“Hi, I’m calling to enroll in the Basic Cooking Skills classes—all four of them. I’d like to enroll my husband, too.”

“Great! Have either of you taken classes here before?”

“Well, my husband hasn’t, but I took a cookie baking class about a year ago.”

“So neither of you has taken the Basic Knife Skills class?”

I was afraid she was going to ask me this, “Ummm, No.”

“Well, we do recommend that you take the Basic Knife Skills class before starting the Basic Cooking Skills series.”

Nuts. I’d read this in the course catalog, but I really didn’t want to pay $120 for the two of us to take a class on how to use a knife. I mean, come on. A knife? Maybe a food processor, but a knife? So I opted to play dumb. “Really? Do we have to take the Basic Knife Skills class before we can enroll in the others?”

She wasn’t going to give me a break. “Truthfully, you don’t have to, but we strongly recommend it,” she said patiently and with great emphasis on the words “have to” and “strongly.”

Rats. Time to come clean. “Yes, I read that in the catalog, but I was hoping to just jump right into the cooking courses. You see, we’re both well over 40 and have been using knives for years. It seems a bit unnecessary.”

“Yes, ma’am. Most people feel that way. But I promise you won’t be sorry if you take the class.”

Big sigh. Not wanting to have a black mark next to my name before ever even starting the classes, I enrolled us in the stupid Basic Knife Skills class.

Crazy, but true, it’s one of the smartest things I ever did.

For years, my mother had been giving me the business about my dull knives. She lived on the other side of the continent by then and wasn’t in my kitchen often, but when she was, she’d mention the inadequacy of my knives every time she cooked with me. I couldn’t figure out what the big deal was. I managed to put meals—facile meals, but meals—on the table with those knives every single day of the year for twenty-some years. Why couldn’t she just suck it up and use them without giving me such a hard time?

Why, indeed. Once I took the Basic Knife Skills class, I understood why, and I marveled that Mom hadn’t been more militant about the whole thing than she was. Ye gods, she showed restraint!

The course description of the Basic Knife Skills class read, “Any chef or serious cook will tell you there is no substitute for proper knife skills as the foundation for all other cooking skills.” In hindsight, all I can say is, “Amen.” And after taking the class, I would go one step further and add, more specifically, there is no substitute for the right sharp knife, either. For me that knife is a Wüsthof 6½ inch Santuko knife, a knife I learned about in class that night. I seriously can’t cook without it or, at least, without something comparable.
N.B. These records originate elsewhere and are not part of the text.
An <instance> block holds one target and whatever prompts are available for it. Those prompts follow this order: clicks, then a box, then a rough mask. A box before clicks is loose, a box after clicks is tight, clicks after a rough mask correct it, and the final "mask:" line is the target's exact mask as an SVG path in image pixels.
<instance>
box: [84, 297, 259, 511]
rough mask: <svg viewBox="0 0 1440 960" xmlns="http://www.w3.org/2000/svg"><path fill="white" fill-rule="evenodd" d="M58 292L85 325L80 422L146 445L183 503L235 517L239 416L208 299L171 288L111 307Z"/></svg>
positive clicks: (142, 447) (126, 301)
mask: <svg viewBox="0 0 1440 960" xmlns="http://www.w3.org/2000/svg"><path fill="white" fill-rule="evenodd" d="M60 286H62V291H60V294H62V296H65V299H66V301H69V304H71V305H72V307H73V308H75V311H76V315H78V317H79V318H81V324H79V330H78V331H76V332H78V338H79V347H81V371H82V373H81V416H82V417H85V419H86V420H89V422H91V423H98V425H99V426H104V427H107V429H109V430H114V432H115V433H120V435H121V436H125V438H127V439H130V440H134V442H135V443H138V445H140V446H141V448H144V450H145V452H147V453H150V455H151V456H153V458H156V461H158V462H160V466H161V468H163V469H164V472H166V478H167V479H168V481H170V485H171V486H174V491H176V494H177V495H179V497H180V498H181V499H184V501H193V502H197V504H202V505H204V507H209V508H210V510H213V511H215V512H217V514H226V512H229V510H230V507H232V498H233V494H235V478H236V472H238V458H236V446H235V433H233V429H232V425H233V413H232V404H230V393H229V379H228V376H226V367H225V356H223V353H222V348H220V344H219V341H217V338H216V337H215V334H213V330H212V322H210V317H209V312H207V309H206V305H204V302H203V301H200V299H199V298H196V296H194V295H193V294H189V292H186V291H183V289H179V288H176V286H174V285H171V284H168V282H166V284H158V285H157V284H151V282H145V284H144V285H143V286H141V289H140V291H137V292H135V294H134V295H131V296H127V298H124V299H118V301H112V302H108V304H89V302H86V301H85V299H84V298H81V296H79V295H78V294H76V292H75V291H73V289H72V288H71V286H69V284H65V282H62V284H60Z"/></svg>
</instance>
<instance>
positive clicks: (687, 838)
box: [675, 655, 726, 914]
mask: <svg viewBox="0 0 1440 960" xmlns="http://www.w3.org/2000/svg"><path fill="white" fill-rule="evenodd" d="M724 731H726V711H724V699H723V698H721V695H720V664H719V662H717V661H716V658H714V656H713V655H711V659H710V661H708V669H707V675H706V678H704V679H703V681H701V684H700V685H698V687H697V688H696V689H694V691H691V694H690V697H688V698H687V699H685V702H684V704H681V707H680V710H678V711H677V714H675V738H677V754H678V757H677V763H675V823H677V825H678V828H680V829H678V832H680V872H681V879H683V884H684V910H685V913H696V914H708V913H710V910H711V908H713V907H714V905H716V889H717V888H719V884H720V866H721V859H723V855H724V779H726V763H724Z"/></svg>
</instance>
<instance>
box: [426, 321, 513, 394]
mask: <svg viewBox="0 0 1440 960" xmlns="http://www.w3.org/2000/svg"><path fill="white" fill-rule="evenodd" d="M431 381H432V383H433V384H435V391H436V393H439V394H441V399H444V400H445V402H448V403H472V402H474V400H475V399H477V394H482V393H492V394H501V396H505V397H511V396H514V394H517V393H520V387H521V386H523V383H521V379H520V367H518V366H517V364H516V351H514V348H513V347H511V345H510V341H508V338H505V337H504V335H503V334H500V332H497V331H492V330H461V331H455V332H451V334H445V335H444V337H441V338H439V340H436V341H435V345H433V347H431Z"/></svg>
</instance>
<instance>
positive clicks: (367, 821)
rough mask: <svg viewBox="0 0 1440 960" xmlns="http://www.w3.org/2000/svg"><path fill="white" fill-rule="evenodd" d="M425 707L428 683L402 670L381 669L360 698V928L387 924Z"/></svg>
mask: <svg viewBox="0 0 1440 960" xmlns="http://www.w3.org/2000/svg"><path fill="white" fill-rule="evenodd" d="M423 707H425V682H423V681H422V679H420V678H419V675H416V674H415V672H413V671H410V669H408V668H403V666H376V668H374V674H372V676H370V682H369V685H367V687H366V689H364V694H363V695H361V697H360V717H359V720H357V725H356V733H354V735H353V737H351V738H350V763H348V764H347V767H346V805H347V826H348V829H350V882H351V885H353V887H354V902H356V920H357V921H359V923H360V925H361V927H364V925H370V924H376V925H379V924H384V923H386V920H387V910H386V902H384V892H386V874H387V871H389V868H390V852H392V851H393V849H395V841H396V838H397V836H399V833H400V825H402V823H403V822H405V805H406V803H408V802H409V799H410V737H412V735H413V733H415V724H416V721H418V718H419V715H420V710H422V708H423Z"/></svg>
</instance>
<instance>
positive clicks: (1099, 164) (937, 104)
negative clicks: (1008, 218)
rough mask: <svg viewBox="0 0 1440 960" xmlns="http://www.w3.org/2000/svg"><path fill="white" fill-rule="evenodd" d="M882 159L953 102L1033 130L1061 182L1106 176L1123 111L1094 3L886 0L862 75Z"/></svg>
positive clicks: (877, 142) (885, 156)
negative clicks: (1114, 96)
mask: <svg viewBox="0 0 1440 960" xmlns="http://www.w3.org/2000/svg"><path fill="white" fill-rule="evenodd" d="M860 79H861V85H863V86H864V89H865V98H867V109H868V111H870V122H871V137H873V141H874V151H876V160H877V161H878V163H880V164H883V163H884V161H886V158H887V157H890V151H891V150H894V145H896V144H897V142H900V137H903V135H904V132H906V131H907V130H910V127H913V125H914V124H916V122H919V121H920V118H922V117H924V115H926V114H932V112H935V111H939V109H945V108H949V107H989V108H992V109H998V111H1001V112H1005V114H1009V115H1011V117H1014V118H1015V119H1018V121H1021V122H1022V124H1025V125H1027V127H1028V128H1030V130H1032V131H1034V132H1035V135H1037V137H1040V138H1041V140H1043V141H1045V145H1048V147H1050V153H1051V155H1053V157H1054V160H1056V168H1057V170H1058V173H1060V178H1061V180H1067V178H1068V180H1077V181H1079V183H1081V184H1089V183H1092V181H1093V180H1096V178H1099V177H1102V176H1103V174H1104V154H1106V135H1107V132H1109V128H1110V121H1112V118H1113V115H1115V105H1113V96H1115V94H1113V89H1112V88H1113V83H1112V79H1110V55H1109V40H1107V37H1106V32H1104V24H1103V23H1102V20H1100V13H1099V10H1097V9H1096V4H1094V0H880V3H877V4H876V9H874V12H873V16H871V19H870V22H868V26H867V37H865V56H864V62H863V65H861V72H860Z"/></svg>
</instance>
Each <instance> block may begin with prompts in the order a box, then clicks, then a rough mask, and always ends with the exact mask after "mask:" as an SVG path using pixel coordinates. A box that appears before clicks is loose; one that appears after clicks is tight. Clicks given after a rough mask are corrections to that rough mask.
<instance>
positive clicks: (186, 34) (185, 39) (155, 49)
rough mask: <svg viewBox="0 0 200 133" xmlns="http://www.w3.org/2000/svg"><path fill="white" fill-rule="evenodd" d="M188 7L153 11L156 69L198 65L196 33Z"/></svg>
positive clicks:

Need an onion diced up? No sweat (and usually only a few tears). With my beloved Santuko and the techniques I learned in the class, I can dice up an onion—or any other veggie or piece of fruit, for that matter—without any drama whatsoever. That was not true BTC (before the class). BTC, it routinely took me way too much time to prepare the ingredients for something as simple as a stew or a salad. Not surprisingly, I often went to great lengths to avoid preparing certain dishes all together just because I didn’t want to go to the hassle of cutting up all the ingredients. Even worse, when I was truly desperate, I would resort to the more expensive and way-less-nutritious option of buying the already-cut-up-and-frozen versions of the ingredients. How silly.

Today, I can mince garlic, dice red peppers and tomatoes, chop carrots and fennel, slice avocados and mushrooms, and chiffonade basil without thinking very hard or spending much time doing it. I have found I truly enjoy the time I spend standing at my cutting board, mincing, dicing, chopping, and slicing. Even though I have since purchased a number of other kitchen gadgets designed to help me cut up ingredients, I still, more often than not, reach for my Santuko.

And I love using words like “chiffonade” and “Santuko.” Tossing the word “chiffonade” into a sentence makes me sound like I know what I doing in the kitchen, even when I don’t (which is often). It impresses my non-foodie friends and gives me the confidence to try new things with food that I would never have attempted BTC.

Today, I live in my kitchen and love experimenting with new recipes and new foods. I’m mortified to think I might not ever have expanded my vocabulary nor my culinary horizons had I insisted on skipping that one class or had I failed to treat myself to the one kitchen gadget I now know is essential to any serious cook.

The woman on the other end of the phone that day was right. The Basic Knife Skills class was a game changer for me. I will be forever grateful. But you must excuse me now. My roasted vegetable ragù is ready to come out of the oven.